Step-by-step solution

Differentiate the equation of \(C\left( t \right)\)

Differentiate the equation \(C\left( t \right) = 0.135t{e^{ - 2.802t}}\) with respect to t.

\(\begin{aligned}{c}C'\left( t \right) &= \frac{{\rm{d}}}{{{\rm{d}}t}}\left( {0.135t{e^{ - 2.802t}}} \right)\\ &= 0.135\left( {t{e^{ - 2.802t}}\left( {2.802} \right) + {e^{ - 2.802t}}\left( 1 \right)} \right)\\ &= 0.135{e^{ - 2.802t}}\left( {2.802t + 1} \right)\end{aligned}\)

Find the root of the equation \(C'\left( t \right) = 0\).

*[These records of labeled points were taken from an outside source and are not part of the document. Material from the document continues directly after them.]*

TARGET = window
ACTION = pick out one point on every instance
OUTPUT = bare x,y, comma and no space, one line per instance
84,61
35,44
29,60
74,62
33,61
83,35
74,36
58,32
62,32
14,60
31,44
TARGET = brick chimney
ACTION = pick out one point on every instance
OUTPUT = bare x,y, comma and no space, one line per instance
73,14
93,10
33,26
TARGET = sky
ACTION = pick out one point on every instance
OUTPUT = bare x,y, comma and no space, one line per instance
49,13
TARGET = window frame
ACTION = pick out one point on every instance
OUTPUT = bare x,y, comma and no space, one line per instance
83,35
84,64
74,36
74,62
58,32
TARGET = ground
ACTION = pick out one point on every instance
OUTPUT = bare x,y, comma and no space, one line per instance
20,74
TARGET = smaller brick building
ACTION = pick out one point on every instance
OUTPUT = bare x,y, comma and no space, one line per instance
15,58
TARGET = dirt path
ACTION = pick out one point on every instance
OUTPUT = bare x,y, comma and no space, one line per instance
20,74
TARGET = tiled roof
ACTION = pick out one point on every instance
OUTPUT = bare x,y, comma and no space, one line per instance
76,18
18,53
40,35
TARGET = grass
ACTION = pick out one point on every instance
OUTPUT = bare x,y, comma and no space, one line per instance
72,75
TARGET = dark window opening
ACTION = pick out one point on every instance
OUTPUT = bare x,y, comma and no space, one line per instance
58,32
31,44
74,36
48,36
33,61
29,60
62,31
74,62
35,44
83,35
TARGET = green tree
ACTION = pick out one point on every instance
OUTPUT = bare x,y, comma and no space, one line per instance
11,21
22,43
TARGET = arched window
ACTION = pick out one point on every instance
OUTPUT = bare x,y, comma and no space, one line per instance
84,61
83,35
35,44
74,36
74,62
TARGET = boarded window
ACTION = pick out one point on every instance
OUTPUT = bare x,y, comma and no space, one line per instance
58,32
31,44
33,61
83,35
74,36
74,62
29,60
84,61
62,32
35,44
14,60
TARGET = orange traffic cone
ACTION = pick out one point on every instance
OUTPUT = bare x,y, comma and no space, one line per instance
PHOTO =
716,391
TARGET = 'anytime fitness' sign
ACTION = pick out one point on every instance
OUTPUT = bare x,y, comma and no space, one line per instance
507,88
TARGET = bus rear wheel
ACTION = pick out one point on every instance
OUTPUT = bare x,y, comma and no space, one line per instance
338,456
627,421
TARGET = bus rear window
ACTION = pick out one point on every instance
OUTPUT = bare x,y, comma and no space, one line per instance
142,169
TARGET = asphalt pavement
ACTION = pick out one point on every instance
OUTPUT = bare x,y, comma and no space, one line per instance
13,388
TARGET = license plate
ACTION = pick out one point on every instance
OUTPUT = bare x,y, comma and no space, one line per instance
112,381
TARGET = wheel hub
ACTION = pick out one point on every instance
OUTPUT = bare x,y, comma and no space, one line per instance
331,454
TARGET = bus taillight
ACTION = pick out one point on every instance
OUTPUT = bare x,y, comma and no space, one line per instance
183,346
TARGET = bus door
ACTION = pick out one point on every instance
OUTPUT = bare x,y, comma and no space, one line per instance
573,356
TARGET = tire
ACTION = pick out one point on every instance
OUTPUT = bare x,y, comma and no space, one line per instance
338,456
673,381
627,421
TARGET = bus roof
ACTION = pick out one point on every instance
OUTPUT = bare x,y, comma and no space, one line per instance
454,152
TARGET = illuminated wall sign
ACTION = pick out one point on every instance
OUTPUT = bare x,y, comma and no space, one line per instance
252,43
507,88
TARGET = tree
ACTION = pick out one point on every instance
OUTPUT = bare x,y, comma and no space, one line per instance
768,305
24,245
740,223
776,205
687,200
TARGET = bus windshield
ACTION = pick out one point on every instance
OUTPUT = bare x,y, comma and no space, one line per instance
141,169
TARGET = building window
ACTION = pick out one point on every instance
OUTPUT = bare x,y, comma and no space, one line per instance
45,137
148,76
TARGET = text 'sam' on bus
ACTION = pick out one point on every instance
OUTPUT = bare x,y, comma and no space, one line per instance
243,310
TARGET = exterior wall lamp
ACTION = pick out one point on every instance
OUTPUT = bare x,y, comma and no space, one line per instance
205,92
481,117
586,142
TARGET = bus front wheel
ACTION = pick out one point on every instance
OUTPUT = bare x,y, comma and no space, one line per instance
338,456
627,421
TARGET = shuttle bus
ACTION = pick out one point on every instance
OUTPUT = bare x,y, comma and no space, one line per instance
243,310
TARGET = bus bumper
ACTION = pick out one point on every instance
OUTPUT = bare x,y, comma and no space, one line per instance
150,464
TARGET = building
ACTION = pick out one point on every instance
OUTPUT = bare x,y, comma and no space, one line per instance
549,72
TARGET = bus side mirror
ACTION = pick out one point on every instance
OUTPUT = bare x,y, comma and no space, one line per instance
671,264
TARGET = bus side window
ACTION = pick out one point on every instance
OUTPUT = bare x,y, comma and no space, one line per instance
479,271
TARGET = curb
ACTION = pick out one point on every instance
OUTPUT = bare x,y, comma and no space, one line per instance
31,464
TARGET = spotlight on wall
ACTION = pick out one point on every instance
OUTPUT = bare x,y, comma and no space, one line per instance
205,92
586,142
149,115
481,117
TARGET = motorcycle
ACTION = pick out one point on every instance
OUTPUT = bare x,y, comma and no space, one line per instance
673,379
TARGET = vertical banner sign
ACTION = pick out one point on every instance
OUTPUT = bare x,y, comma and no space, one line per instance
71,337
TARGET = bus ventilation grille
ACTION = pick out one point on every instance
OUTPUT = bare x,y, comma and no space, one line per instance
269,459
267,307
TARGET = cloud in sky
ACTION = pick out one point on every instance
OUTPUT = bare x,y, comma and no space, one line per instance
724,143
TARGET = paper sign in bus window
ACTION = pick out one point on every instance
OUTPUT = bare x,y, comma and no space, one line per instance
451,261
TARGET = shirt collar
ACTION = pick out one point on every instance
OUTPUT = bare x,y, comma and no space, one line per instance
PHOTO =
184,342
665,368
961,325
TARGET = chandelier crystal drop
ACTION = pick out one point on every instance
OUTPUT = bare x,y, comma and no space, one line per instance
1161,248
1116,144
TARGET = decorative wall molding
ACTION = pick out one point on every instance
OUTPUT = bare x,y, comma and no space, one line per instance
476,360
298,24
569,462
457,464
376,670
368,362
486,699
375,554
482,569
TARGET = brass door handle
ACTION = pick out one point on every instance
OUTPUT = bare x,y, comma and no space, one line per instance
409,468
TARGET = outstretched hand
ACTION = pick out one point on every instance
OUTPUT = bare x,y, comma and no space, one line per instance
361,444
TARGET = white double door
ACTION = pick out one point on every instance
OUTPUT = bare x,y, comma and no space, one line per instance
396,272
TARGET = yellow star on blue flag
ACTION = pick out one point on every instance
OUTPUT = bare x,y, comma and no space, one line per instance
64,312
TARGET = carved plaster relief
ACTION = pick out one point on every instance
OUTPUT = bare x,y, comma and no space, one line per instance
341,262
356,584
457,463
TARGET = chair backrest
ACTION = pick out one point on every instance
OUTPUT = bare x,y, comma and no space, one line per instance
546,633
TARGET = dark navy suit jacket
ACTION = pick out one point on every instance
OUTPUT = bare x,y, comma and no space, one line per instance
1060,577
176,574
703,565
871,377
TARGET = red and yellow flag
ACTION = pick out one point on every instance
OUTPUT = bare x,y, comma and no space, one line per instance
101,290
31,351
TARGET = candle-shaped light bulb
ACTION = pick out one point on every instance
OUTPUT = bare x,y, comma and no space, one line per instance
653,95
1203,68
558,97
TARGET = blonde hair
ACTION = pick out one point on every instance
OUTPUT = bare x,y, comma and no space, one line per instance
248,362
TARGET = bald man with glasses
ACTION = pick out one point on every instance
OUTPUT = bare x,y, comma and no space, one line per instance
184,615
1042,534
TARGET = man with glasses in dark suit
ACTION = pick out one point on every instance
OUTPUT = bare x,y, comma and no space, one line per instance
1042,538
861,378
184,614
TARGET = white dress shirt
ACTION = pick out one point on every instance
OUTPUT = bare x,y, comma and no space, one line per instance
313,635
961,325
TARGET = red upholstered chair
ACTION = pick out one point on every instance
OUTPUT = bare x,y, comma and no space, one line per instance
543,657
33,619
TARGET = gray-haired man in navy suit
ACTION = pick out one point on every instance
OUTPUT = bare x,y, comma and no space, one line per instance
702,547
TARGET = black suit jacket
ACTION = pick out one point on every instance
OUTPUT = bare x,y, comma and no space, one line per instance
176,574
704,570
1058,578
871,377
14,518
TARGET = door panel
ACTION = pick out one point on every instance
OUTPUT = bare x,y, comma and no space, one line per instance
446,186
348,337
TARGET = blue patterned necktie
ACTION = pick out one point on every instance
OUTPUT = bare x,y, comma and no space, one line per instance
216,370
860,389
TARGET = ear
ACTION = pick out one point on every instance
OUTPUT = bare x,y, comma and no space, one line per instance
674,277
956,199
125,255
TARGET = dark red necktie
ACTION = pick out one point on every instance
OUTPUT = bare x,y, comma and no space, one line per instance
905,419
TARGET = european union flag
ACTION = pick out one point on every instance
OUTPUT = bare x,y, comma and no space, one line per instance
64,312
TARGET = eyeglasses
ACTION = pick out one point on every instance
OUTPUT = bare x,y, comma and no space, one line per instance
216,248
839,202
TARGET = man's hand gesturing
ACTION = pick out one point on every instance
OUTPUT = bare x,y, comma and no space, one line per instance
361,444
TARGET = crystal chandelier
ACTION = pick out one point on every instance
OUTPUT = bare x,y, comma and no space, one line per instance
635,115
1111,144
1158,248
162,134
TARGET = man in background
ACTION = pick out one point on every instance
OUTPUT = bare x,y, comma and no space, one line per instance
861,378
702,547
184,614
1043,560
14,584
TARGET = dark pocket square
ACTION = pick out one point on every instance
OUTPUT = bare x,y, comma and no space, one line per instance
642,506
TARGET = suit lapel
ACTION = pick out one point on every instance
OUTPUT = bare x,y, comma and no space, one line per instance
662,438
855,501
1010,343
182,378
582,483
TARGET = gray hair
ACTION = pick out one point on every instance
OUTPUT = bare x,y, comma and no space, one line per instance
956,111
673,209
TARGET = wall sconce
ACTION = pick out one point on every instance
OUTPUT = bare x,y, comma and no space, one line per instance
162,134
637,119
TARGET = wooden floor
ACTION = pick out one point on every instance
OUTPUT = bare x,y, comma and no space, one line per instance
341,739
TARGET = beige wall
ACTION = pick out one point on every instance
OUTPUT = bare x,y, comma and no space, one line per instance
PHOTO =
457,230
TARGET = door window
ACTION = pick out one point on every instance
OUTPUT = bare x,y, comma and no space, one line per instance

\(\begin{aligned}{c}0.135{e^{ - 2.802t}}\left( {2.802t + 1} \right) &= 0\\t &= - \frac{1}{{2.802}}\\ &= 0.36\end{aligned}\)

Find the value of \(C\left( t \right)\) at critical points

The value of \(C\left( t \right)\) at \(t = 0\);

\(\begin{aligned}{c}C\left( 0 \right) &= 0.135\left( 0 \right){e^{ - 0}}\\ &= 0\end{aligned}\)

At \(t = 0.36\),

\(\begin{aligned}{c}C\left( {0.36} \right) &= 0.135\left( {0.36} \right){e^{ - 2.802\left( {0.36} \right)}}\\ &\approx 0.0177\end{aligned}\)

At \(t = 3\),

\(\begin{aligned}{c}C\left( 3 \right) &= 0.135\left( 3 \right){e^{ - 2.802\left( 3 \right)}}\\ &\approx 0.00009\end{aligned}\)

Thus, the maximum average BAC during the first three hours is about 0.0177 g/dL and it will occur at \(t = 0.36\;{\rm{h}}\) or 21.4 min.